In tests, researchers at Tsinghua's Institute of Nuclear and New Energy Technology have actually switched off all its safety systems a move that would be suicidal madness in an ordinary reactor and watched the reactor cool down on its own.
Such demonstrations can help to reassure critics of nuclear power, says Mr Wang.
“Currently in nuclear power stations around the world, it is very difficult to unify both safety and economy if you emphasise economy then there may be a certain loss of safety and if you emphasise safety then it may be a bit less economic,” he said.
“This technology embodies the two features together: safety and economy.”
Built-in safety also means HTGRs should be able to dispense with the hugely expensive containment buildings required by conventional reactors, allowing modular designs that could be built largely in factories and assembled on site.
Pebble bed reactors should also not need regular breaks for refuelling since the fuel spheres are constantly rotated through the core and can be easily individually replaced.

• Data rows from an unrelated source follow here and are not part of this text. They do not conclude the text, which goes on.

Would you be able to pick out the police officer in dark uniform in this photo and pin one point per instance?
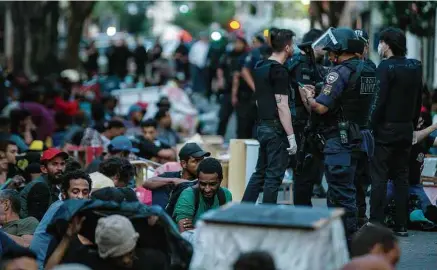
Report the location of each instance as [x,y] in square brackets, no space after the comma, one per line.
[301,71]
[396,112]
[343,106]
[261,51]
[362,174]
[229,64]
[244,102]
[274,131]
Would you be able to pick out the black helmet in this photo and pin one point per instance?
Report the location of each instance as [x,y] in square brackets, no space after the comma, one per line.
[362,34]
[339,40]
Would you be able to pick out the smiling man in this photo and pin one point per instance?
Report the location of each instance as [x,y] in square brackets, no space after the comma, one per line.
[206,195]
[39,194]
[76,184]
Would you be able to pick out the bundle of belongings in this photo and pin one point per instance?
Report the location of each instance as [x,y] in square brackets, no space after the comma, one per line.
[422,213]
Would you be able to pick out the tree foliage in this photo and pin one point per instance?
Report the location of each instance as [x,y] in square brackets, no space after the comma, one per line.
[132,23]
[203,13]
[79,11]
[36,24]
[414,16]
[332,9]
[290,9]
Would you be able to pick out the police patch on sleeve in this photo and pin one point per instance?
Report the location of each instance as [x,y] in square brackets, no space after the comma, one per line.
[331,77]
[327,90]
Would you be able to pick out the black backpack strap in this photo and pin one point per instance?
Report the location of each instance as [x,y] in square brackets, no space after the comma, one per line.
[221,196]
[196,200]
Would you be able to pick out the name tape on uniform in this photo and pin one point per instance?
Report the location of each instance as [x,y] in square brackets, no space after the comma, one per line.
[327,90]
[331,77]
[368,85]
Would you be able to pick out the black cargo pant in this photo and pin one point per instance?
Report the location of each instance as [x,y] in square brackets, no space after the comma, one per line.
[312,173]
[389,160]
[362,182]
[226,110]
[246,118]
[271,165]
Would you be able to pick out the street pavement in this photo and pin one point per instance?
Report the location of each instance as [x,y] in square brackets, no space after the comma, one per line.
[419,250]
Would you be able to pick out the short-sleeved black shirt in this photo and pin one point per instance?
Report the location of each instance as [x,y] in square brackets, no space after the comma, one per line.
[161,195]
[277,84]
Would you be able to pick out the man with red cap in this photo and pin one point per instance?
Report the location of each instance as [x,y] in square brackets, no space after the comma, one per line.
[39,194]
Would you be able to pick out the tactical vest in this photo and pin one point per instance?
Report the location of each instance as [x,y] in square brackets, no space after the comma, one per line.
[264,89]
[357,98]
[300,71]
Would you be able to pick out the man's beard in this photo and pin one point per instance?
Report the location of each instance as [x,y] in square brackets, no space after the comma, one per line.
[55,179]
[136,122]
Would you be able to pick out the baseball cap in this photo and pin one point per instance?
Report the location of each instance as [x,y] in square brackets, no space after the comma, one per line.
[51,153]
[362,35]
[137,107]
[122,143]
[192,150]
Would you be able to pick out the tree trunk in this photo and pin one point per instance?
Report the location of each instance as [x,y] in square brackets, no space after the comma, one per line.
[79,11]
[35,41]
[19,20]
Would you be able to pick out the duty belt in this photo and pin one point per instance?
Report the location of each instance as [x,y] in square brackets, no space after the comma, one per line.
[271,122]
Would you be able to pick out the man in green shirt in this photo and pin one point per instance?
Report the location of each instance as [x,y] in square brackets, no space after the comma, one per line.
[19,230]
[206,195]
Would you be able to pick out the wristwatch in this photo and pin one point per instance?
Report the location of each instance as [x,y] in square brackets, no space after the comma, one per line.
[308,100]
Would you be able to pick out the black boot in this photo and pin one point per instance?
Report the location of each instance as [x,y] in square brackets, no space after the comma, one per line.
[319,191]
[400,231]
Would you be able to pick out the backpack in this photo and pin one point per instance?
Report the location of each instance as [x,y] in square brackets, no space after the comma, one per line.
[181,187]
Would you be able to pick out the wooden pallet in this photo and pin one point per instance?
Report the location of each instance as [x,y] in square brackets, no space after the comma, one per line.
[429,181]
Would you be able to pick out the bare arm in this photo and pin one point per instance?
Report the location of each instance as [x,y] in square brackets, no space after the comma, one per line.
[220,73]
[57,255]
[185,224]
[420,135]
[284,113]
[318,108]
[23,240]
[304,99]
[235,86]
[168,154]
[158,182]
[245,73]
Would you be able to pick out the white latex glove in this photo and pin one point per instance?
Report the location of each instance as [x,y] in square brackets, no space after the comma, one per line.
[293,146]
[414,137]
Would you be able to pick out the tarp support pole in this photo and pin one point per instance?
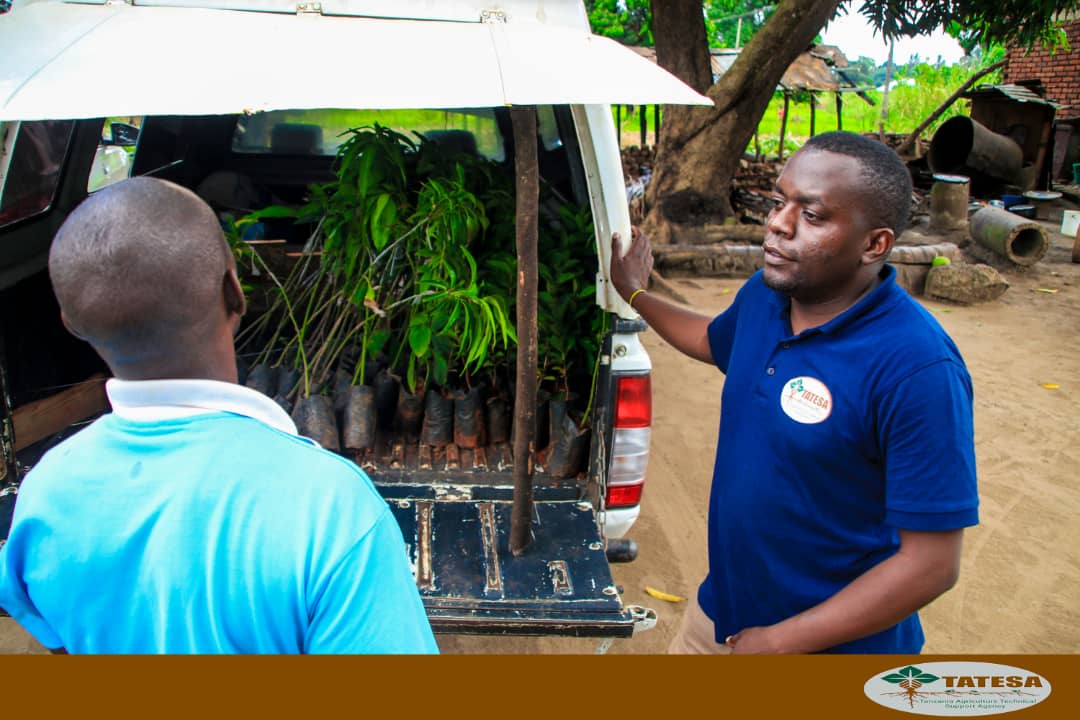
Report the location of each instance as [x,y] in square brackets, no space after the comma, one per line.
[527,188]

And by using inert helium gas heated to 700°C or more, HTGRs can generate electricity more efficiently than those that rely on cooler and corrosive water. It also makes them a potentially ideal source for the high-temperature process that can be used to produce hydrogen widely seen as the environmentally conscious fuel of the future.
There is no doubting the scale of China's need for more energy options as the country burns ever more coal and imported oil to feed its rapid economic growth.
Beijing is already planning to build the equivalent of 27 new conventional nuclear reactors over the next 15 years but even if that ambitious target is met, nuclear power is still expected to account for only 4-5 per cent of total capacity, up from 1.7 per cent now.
Pebble beds also give Beijing the chance to be a world leader. Germany pioneered the approach, but shut its last prototype reactor in 1989. Meanwhile, progress on a planned South African reactor remains in doubt.
Backers of pebble bed HTGRs still face substantial hurdles, however. Scaling up Tsinghua's technology from under 10 MW to 195 MW is a considerable challenge. The initial cost of the Shandong plant will be around $1,500 (€1,170, £805) per kilowatt similar to that of a standard nuclear plant, since safety savings will rely on later regulatory approval.
Critics also say that safety cannot be assumed. Some warn that an accidental fire could cause deadly radioactive leaks. The lack of a containment vessel could make HTGRs a target for terrorist or military attack. And spent radioactive fuel spheres will still be hazardous for many generations.